Accepting Christians Who Disagree With Us (Pt. 2)
May 31, 2020 Speaker: John Bell Series: Conscience & The Overlapping Authority of the Church and the State
Passage: Romans 14:13–15:7
Big Picture: The “strong” Christians must be careful not to cause the “weak” Christians to suffer spiritual harm by their insistence on exercising their liberty on disputed matters. For such insistence violates the essence of the kingdom, which is to manifest love and concern for one another.
“Conscience” definition: Conscience is our consciousness – our awareness, our sense - of what we believe is right and wrong. The word does not appear in Romans 14, but the concept does. The word “conscience” appears in 1 Corinthians 8, in a similar situational context.
Twelve principles on how to disagree with other Christians in disputable matters (J.D. Crowley)
- Accept those Christians whose faith is weak and who disagree with you on disputable matters (14: 1-2).
- Those who have freedom of conscience must not look down on those who don’t (3-4).
- Those whose conscience restricts them must not be judgmental towards those who have freedom (3-4).
- Each believer must be fully convinced of their position in their own conscience (5).
- Assume that others are partaking or refraining for the glory of God (6-9).

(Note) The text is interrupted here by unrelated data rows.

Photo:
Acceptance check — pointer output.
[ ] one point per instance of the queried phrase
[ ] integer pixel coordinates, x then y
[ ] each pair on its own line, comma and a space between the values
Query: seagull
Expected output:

- Do not judge each other in these matters because we will all someday stand before the judgment seat of God (10-12).
- Your freedom to eat meat is correct, but don’t let your freedom destroy the faith of a weak brother or sister (13-15).

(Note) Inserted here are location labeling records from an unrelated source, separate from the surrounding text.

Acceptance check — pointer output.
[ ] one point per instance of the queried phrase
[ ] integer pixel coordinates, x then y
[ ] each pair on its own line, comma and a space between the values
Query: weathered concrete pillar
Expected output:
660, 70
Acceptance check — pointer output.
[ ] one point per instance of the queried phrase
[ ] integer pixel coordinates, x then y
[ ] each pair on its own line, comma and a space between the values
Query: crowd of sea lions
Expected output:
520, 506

- Disagreements about eating and drinking are not important in the kingdom of God; building each other up in righteousness, peace, and joy is the important thing (16-21).
- If you have freedom, don’t flaunt it; if you are strict, don’t expect others to be strict like you (22a).
- A person who lives according to their conscience is blessed (22b-23).
- We must follow the example of Christ, who put others first (15:1-6).
- We bring glory to God when we accept one another as Christ has accepted us (7).
Definition of legalism: “The tendency to regard as divine law things which God has neither required nor forbidden in Scripture, and the corresponding inclination to look with suspicion on others for their failure or refusal to conform.” (Sam Storms)
8 tests that each Christian must face to indulge in a given activity (by John and Paul Feinberg)
- Am I fully persuaded that’s it’s right (Rom. 14:5, 14, 23)?
- Can I do it as unto the Lord? (6-8)
- Can I do it without being a stumbling block (13, 15 20-22)?
- Does it bring peace (17-18)?
- Does it edify my brother (19)?
- Is it profitable (1 Cor. 6:12)?
- Does it enslave me (1 Cor. 6:12)?
- Does it bring glory to God (1 Cor. 10:31)?
This short sermon series is indebted to Andy Naselli’s excellent book “Conscience: What It Is, How To Train It, And Loving Those Who Differ.”